Chapter 18 of 75
Discovery for AI Features — Finding Real Problems
AI product discovery is different from traditional product discovery. The questions are different, the failure modes are different, and the artifacts that come out of it are different.
Part II — Strategy and Leadership
Discovery for AI Features — Finding Real Problems
Discovery for AI features follows the same discipline as discovery for any product — talk to users, understand their problems, validate hypotheses — but with additional constraints that change what questions to ask and what answers to look for. An AI feature that solves a real user problem can still fail if the data does not support the solution or if the AI output does not fit the user's workflow. Discovery for AI must surface these constraints before scoping begins.
What You Will Learn
- The discovery questions specific to AI features that traditional discovery does not surface
- How to validate data availability during discovery, not after
- The prototype techniques that validate AI fit without building the model
- The discovery artifacts that feed directly into AI scoping
18.1 Additional Discovery Questions for AI
Standard product discovery asks: what is the user's problem, how do they currently solve it, and what would better look like? AI discovery adds:
What data does the user generate or consume that relates to this problem? AI features work on data. Understanding what data the user touches in the context of the problem reveals whether an AI solution is feasible. If the problem involves a manual process that produces no digital traces, AI cannot help.
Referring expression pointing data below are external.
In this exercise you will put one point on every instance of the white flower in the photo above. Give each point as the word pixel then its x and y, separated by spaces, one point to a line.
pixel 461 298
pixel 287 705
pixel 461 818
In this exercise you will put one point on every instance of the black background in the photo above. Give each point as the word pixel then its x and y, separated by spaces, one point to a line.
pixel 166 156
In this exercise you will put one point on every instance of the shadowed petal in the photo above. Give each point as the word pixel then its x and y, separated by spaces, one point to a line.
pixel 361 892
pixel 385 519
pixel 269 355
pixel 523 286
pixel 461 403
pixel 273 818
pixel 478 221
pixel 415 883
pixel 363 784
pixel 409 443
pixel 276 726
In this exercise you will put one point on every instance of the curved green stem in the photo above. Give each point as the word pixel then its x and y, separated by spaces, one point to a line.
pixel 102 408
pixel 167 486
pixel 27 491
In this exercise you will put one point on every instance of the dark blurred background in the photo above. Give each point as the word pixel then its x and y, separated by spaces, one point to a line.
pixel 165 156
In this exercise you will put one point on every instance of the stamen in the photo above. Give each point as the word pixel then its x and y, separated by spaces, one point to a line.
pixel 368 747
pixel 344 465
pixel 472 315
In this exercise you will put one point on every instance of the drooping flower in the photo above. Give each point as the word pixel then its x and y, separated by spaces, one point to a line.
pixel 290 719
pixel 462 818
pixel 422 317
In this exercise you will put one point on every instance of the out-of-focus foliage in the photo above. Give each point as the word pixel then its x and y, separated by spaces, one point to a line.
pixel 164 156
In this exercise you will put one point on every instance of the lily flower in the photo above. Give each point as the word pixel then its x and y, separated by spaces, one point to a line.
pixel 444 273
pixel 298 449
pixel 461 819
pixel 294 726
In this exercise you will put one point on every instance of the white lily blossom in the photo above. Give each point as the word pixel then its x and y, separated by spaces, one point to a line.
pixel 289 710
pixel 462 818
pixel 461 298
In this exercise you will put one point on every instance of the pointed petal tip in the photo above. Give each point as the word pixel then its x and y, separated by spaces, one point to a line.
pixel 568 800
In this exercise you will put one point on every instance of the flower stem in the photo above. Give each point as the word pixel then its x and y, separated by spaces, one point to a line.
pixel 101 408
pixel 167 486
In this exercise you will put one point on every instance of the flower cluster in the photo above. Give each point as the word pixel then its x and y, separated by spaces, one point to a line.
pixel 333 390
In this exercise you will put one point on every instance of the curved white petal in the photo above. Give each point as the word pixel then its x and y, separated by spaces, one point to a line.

What would the AI need to know to help with this problem? This question surfaces the data requirements. If the AI would need to know the user's complete customer history, their purchase patterns, and their support ticket history — and one of those data sources is inaccessible — the feasibility of the solution changes.
What would the AI's output look like, and where would it appear in the workflow? Asking users to react to mockups of AI output surfaces workflow fit issues early. An AI that produces a recommendation in a separate tool that users must switch to will not be adopted. An AI that surfaces the same recommendation in the tool the user already uses will be.
How confident does the AI need to be before the user will act on its output? Different users and different tasks have different confidence thresholds. Some users will act on a 70% confidence recommendation. Others require 95%. Understanding this threshold before building determines the accuracy level the model must achieve to be useful.
What happens when the AI is wrong? Understanding the cost of an incorrect recommendation tells you how much human oversight the workflow requires and what the fallback behavior needs to be.
18.2 Validating Data Availability in Discovery
Data availability should be validated during discovery, not after. The discovery data check:
For each data source that the AI would require:
- Does it exist? (Talk to the data team, not just the business user)
- Is it accessible? (API, database connection, file export, or does it require a new integration?)
- Is it of sufficient quality? (Ask the data team about known quality issues, not just the business user)
- Is it governable for this use? (Consult with legal or compliance if personal data is involved)
A data source that fails any of these checks is a feasibility risk that must be resolved or descoped before moving to implementation.
18.3 Prototype Techniques for AI Discovery
Building a full AI model during discovery is premature. The prototype techniques that validate AI fit without the model:
Wizard of Oz testing: A human plays the role of the AI, reviewing inputs and producing outputs in real time, while the user interface makes it appear that an AI is responding. This tests whether users would act on AI output in the proposed format without requiring a working model.
Output format testing: Show users examples of the format in which AI output would be presented — a confidence score, a ranked list, a highlighted document section, a suggested action — and observe their reactions. Does the format fit the workflow? Does the confidence representation make sense?
Baseline measurement: Before building any AI, measure the current state of the process the AI would augment. Document average handling time, error rate, volume, and user satisfaction. The baseline is what the AI's performance will be compared against — and it is often more illuminating about the opportunity than any user interview.
18.4 Discovery Artifacts for AI Scoping
The artifacts that come out of AI discovery and feed directly into scoping:
Problem statement: The specific user problem, stated in terms of what is slow, error-prone, or missing.
Data inventory: The data sources required, with their accessibility, quality, and governance status.
Output specification: What the AI output looks like, where it appears in the user workflow, and the confidence threshold required for adoption.
Baseline measurement: Current state metrics that define what success would mean.
Feasibility assessment: A statement of the data risks, integration risks, and accuracy risks that must be resolved before the feature can be committed to the roadmap.
These artifacts are not the product specification. They are the evidence base for the decision about whether to proceed to specification. That decision — which is the "is this worth building?" question from Chapter 17 — should be made explicitly, with these artifacts as inputs, before scoping begins.